Implement next permutation, which rearranges numbers into the lexicographically next greater permutation of numbers.
If such arrangement is not possible, it must rearrange it as the lowest possible order (ie, sorted in ascending order).
Example
Here are some examples. Inputs are in the left-hand column and its corresponding outputs are in the right-hand column.
1,2,3 → 1,3,2
3,2,1 → 1,2,3
1,1,5 → 1,5,1
Challenge
若果都是遞減的, 那麼已經到最大。所以只要找到那個不是遞減的點, 然後找到比他大的最小的店, 交換, 然後把剩餘布馮升序排列, 組合便可。

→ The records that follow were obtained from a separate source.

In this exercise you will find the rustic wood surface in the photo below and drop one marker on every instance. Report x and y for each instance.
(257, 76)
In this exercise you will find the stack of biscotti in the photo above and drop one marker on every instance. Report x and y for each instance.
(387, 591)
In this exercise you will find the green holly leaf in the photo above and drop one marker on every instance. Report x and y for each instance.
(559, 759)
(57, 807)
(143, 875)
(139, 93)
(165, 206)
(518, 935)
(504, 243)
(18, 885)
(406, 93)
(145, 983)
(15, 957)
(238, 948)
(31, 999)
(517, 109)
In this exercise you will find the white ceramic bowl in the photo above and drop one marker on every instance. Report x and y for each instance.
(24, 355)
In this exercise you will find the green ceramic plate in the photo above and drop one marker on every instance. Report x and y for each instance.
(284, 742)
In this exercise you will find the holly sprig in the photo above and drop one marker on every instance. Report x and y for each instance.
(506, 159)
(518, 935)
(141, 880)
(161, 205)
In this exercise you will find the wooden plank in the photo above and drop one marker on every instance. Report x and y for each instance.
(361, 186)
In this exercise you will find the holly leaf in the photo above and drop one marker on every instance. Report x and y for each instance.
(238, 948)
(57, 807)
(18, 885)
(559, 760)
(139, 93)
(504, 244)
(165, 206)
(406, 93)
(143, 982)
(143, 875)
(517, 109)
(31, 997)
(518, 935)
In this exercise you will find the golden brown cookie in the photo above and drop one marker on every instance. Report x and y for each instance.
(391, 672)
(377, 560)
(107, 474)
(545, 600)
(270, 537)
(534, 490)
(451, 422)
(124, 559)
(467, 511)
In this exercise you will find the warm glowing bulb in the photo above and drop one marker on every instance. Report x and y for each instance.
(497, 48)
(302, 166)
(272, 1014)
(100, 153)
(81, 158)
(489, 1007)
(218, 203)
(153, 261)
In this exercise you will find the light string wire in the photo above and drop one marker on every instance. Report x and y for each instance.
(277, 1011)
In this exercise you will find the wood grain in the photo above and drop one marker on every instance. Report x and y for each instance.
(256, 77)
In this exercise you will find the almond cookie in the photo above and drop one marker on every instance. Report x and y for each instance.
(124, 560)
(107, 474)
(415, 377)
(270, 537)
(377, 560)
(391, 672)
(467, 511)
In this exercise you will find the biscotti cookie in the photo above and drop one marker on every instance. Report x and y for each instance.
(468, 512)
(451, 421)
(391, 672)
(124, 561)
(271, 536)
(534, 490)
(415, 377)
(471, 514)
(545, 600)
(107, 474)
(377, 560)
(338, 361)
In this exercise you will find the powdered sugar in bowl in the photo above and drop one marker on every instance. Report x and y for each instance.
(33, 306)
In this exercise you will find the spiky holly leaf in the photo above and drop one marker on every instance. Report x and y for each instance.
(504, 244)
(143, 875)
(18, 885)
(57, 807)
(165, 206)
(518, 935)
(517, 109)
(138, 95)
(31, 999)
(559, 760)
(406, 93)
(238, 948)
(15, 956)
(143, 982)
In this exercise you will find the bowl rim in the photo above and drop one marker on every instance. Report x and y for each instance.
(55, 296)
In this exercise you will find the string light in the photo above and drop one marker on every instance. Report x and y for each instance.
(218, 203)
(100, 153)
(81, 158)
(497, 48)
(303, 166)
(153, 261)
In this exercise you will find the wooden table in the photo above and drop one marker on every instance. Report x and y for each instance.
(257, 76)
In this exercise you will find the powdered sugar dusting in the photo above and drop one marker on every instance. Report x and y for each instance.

The replacement must be in-place, do not allocate extra memory.
class Solution {
public:
/**
* @param nums: a vector of integers
* @return: return nothing (void), do not return anything, modify nums in-place instead
*/
void nextPermutation(vector<int> &nums) {
// write your code here
// write your code here
bool finished = false;
if (nums.size() <= 1)
finished = true;
priority_queue<int, vector<int>> pq;
vector<int> back_vec;
pq.push(INT_MIN);
unordered_map<int, int> map;
for (int i = nums.size() - 1; i >= 0 && !finished; i--) {
if (nums[i] < pq.top()) {
back_vec.push_back(nums[i]);
sort(back_vec.begin(), back_vec.end());
auto itr = upper_bound(back_vec.begin(), back_vec.end(), nums[i]);
nums[i] = *itr;
back_vec.erase(itr);
nums.erase(nums.begin() + i + 1, nums.end());
nums.insert(nums.end(), back_vec.begin(), back_vec.end());
finished = true;
} else {
pq.push(nums[i]);
back_vec.push_back(nums[i]);
}
}
if (!finished)
sort(nums.begin(), nums.end());
}
};